尾川堅一vs.西谷和宏 世界ランカー対決10.2に延期
2020年8月13日 20時30分
2020年8月13日 14時03分
世界タイトルマッチのリングでチャンピオンをダウンさせたとき、挑戦者の胸の内はどんなものなのだろう。ある者は勝利を確信し、またある者は舞い上がって逆に戦いのプランが狂うことも……。ここで紹介するのは、惜しくもベルトをつかみ取ることはできなかったものの、一度は強豪王者を倒して世界王座に接近した“決定的瞬間”を経験した元選手たち――。=ボクシング・ビート9月号より=
2014年暮れの世界戦ラッシュといえば、井上尚弥の衝撃が真っ先に思い起こされる。オマール・ナルバエスを倒しまくり、モンスターぶりを世界中にアピールした。これに匹敵する、いやひょっとしたらサプライズ度では上を行っていたのが大阪の世界S・バンタム級タイトルマッチだ。チャンピオン、ギジェルモ・リゴンドウに日本の天笠尚が挑んだ一戦。

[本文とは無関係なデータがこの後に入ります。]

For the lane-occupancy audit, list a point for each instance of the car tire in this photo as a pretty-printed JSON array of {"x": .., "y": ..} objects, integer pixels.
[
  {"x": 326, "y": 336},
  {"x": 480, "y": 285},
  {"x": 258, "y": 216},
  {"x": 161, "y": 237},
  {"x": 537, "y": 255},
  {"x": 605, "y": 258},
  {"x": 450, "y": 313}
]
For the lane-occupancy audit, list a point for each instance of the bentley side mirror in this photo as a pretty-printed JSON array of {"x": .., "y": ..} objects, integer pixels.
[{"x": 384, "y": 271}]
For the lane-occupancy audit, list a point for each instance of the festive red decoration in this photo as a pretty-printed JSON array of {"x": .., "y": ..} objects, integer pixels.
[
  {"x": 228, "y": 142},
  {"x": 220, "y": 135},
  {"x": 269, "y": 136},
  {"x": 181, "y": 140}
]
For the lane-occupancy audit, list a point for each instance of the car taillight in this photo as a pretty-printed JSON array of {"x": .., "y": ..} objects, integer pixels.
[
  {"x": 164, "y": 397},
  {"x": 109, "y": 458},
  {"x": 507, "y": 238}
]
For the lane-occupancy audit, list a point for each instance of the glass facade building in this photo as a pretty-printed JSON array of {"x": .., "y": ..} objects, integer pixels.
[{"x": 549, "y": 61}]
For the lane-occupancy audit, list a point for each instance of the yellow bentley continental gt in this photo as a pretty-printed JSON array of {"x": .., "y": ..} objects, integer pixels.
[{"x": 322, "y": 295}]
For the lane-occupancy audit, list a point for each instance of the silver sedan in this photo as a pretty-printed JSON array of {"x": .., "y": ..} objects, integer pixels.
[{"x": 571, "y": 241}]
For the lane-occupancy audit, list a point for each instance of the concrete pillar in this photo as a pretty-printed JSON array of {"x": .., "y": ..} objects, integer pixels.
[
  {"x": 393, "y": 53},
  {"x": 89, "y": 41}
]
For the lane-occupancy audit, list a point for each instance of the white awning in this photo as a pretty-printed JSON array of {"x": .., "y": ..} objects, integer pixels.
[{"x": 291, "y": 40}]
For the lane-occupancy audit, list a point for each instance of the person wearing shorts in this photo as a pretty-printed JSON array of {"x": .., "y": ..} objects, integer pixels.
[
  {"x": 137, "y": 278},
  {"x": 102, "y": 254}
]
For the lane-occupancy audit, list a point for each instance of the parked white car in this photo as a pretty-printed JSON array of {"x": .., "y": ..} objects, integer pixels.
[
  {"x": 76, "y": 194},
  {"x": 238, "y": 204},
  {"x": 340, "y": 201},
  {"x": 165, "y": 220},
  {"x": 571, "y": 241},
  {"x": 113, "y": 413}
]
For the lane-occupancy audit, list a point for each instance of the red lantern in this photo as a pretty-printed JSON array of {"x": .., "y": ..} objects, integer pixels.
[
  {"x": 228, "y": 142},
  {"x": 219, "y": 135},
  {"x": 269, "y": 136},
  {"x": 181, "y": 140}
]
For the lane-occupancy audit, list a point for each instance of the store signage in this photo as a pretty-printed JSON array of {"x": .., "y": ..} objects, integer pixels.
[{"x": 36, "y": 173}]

この試合は何といってもリゴンドウが大物すぎた。キューバの五輪2大会連続金メダリスト。プロではノニト・ドネアを下して不敗で統一王座に君臨していた。日本人ボクサーの挑戦を受けるために来日したチャンピオンの中でも掛け値なしの世界的強豪である。
「99パーセント勝ち目はない」
戦前、こんな絶望的なことを率直に語ったのは他ならぬ天笠だった。これから戦う本人が公言していたのだ。ミスマッチを懸念されたのも無理からぬことだが、試合は挑戦者の大健闘。特にスーパー王者を2度もキャンバスに這わせたシーンは驚天動地だった。
「大前提として、リゴンドウは舐めているはず。たしかにアマチュアの最高峰ですが、僕は自分が変則型で、変則的なタイミングで打てることも理解していた。そういう意味でチャンスはあると考えていました」(天笠さん)

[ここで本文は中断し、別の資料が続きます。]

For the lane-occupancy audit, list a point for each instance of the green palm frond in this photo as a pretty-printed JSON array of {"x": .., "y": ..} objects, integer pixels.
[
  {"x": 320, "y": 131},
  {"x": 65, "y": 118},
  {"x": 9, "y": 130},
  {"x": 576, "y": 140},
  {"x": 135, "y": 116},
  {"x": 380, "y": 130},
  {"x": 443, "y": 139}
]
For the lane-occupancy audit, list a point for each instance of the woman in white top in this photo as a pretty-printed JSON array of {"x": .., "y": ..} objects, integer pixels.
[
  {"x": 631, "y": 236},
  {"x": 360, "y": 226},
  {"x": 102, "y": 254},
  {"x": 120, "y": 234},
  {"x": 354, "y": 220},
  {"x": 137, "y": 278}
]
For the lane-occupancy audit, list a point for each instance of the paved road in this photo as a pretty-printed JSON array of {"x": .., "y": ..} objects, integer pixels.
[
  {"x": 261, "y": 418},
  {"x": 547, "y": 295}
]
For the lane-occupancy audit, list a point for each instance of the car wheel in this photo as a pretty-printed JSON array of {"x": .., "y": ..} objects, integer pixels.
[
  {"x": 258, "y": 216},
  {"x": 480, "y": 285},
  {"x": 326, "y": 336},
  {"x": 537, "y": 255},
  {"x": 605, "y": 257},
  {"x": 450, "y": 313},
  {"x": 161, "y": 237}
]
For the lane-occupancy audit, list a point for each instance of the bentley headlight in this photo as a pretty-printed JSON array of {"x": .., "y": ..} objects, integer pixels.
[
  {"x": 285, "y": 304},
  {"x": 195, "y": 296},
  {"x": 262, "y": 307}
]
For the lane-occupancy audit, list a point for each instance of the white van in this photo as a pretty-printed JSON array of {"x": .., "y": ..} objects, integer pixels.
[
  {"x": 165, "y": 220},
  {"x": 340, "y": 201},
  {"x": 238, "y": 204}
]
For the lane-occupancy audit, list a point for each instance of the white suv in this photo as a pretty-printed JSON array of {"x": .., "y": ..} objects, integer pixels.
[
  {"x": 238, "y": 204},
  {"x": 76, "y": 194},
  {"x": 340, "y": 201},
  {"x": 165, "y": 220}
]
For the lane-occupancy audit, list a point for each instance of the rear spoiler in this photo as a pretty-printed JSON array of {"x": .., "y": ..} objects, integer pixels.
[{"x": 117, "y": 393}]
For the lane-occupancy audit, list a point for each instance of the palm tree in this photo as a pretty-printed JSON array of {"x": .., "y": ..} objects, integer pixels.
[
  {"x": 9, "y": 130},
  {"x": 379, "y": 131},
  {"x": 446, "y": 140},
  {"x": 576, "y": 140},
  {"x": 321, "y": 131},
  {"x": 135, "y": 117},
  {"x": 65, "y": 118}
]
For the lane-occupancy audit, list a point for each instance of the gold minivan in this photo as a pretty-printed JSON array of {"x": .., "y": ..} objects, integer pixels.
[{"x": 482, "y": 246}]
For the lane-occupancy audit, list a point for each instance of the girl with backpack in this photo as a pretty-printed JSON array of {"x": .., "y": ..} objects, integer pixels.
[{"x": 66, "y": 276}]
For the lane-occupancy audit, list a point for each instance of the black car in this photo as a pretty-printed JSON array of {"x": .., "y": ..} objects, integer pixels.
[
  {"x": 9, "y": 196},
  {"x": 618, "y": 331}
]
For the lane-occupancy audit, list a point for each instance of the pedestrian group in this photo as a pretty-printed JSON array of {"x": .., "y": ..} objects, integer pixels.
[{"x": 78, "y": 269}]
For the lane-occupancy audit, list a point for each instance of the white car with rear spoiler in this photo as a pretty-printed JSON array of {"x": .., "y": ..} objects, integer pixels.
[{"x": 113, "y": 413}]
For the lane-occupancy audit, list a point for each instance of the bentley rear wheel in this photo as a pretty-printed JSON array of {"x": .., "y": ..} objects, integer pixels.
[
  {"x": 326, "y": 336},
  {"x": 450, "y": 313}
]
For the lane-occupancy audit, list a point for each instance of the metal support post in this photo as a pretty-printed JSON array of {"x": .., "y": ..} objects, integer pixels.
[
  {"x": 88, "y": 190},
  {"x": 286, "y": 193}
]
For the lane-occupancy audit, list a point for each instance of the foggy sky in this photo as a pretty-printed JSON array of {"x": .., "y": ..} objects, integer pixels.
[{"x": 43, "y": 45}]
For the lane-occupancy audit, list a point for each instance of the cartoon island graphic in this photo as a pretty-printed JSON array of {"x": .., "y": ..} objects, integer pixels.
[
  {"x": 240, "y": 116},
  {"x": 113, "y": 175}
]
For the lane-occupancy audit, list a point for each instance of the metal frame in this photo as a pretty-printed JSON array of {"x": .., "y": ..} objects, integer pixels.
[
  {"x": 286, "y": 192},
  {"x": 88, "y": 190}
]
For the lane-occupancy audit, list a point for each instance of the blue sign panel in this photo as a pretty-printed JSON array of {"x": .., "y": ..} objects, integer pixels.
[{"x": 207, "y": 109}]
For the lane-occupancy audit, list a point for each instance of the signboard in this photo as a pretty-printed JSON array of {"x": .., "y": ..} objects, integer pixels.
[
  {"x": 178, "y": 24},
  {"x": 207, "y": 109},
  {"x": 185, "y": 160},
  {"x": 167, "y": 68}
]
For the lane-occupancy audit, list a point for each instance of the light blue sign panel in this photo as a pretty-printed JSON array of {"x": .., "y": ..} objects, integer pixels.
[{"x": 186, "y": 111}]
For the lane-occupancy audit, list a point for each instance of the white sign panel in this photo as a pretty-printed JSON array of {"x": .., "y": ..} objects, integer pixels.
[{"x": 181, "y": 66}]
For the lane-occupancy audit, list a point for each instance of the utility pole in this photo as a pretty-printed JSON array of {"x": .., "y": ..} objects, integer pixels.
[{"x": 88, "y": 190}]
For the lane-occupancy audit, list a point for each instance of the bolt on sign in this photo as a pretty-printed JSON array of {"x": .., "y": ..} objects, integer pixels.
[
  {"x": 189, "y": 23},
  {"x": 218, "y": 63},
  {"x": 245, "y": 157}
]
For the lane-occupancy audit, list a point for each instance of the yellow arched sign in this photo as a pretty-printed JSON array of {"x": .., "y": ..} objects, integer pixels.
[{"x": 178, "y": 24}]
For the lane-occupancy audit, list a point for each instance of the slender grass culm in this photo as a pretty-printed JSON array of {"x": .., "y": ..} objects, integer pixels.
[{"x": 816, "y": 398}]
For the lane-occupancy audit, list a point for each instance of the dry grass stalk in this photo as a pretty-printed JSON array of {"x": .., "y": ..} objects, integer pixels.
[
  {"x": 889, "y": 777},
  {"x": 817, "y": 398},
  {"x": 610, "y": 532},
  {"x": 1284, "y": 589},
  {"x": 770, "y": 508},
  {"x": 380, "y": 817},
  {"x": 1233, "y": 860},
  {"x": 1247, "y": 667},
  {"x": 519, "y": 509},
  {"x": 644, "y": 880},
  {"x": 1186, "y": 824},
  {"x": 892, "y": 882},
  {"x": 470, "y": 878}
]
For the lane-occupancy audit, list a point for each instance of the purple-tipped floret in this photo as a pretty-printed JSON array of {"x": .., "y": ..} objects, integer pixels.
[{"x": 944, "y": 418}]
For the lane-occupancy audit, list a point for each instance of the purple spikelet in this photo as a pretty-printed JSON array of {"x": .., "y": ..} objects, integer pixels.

開始ゴングが鳴って天笠は大胆にも強く攻めた。理由は2つある。最初に強打をかます戦略的な意図と、もう一つ、周囲への反駁の意味が大きかったかもしれない。
戦う前から「最初は脚を使って、離れて」としきりに念押しされた。ひとたまりもなく1ラウンドで倒されては困るからだが、打たれ強さにひそかな自信を持つ挑戦者のプライドは傷ついた。
「早く終わるとテレビとしてはまずいから、皆そう言うんですよ。きっとリゴンドウも『最初は行かないで』と言われてたと思いますよ。そういうのもイラっと来ていました。だから僕は全然ビビってないぞ、そう簡単に終わらないぞと示したかった」(天笠さん)
攻めてみて逆にリゴンドウの打ち返すパンチの強さが分かった。なるほど、下手に行くとまずいと理解した。中でも踏み込んで放つボディーストレートの衝撃はすさまじく、「この舞台でボディーでは倒れたくない」と最悪の展開すら頭によぎったという。